Costa Rica Rated Tops in Public Security

by Rod Hughes

The headline in the daily paper Al Dia said it all ¨”Believe it or not, we´re number one in security.” But, according to a poll of businessmen and multinationals conducted by the Miami weekly, The Latin Business Chronicle, Costa Rica is the safest place in Latin America for crime.

The disbelief implied in the headline comes on the heels of a major push by government to beef up laws and enforcement. (See previous blogs.) Most Costa Ricans will tell you that crime is the worst in living memory here, perhaps in history, as the mobilization of law enforcement, police training and special budgetary injections prove. Of course, the nation was hardly a lawless Wild West before the crime figures turned bad…

Wisely, government officials, while pleasantly surprised, are taking the rating as encouragement, not an indication that the job is done. Vice President Laura Chinchilla, herself a former high police official, cautioned that simply to get a top rating is no excuse to “let our guard down since indicators of criminality are on the rise and we could get a bad rating later on.”

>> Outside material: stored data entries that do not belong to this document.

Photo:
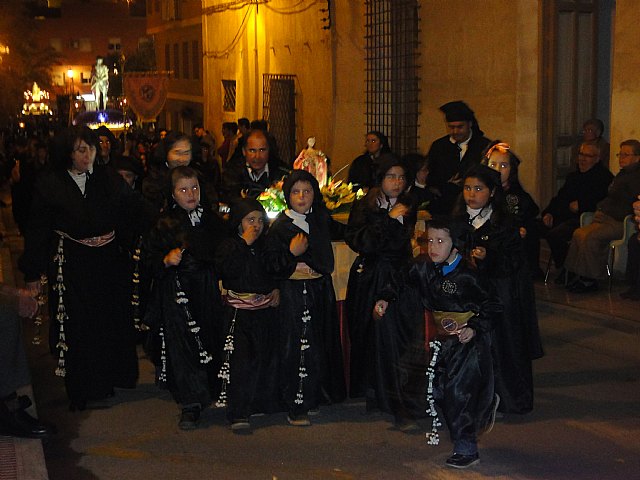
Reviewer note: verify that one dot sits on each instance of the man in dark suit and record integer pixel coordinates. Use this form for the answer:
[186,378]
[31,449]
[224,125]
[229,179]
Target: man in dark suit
[256,172]
[452,155]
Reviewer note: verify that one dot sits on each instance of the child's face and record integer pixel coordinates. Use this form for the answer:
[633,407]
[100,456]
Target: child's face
[394,182]
[500,163]
[186,193]
[439,245]
[253,220]
[476,193]
[301,197]
[422,174]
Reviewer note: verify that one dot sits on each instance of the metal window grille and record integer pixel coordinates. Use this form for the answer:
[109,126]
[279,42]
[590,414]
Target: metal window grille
[279,110]
[176,60]
[229,101]
[185,60]
[392,93]
[197,59]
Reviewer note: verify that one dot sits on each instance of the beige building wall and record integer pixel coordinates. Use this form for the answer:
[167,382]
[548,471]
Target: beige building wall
[270,42]
[490,58]
[625,81]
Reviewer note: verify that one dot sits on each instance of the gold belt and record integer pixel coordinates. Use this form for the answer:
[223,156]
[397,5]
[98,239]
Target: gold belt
[99,241]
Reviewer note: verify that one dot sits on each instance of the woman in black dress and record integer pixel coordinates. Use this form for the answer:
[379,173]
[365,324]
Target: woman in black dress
[76,211]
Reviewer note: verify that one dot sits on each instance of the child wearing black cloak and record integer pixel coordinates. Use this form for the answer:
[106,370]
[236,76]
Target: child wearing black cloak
[299,254]
[460,373]
[249,371]
[185,306]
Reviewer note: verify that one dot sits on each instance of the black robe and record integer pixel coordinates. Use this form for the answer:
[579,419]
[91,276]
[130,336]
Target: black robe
[99,335]
[253,363]
[463,383]
[516,340]
[190,379]
[383,245]
[324,382]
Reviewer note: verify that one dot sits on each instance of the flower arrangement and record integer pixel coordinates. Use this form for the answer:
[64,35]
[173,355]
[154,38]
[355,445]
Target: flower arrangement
[272,199]
[339,196]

This is precisely the reason for the governmental push against crime and the comprehensive crime bill, currently stalled in the Legislative Assembly in the traffic jam backed up behind the CAFTA implementation bills. Judges, previously cushioned by being appointed, not elected, are also feeling public pressure to abandon their former “boys will be boys” attitude toward offenders and to get tough. One-time President Daniel Oduber once explained that the Costa Rican culture makes judges “reluctant to deprive their fellows of their liberty.”

Nor is Minister of Public Security Fernando Berrocal ready to rest on his oars. “Much remains to be done, everything is not rosy. But we’re putting effort in combatting narcotraffic and organized crime,” he said.

This country was not the only surprise in the survey. Chile and Uruguay trailed Costa Rica in the list. Chile was at the top last year, according to Latin Business Chronicle. The two biggest economies in Latin America, Brazil and Mexico, remain among the five most hazardous nations in the region. Haiti is at the bottom of the list, a rating explained by Latin American security expert Frank Holder this way: “(Haiti) continues to have civil and political disturbances, an extremely high level of homicides and other crimes.”

Latin Business Chronicle publisher Joachim Bamrud explained that the rating was built on “a data base of murders, crimes, thefts and robberies. The data is obtained from police, public and private institutions. This will help the country a great deal to attract foreign investments.”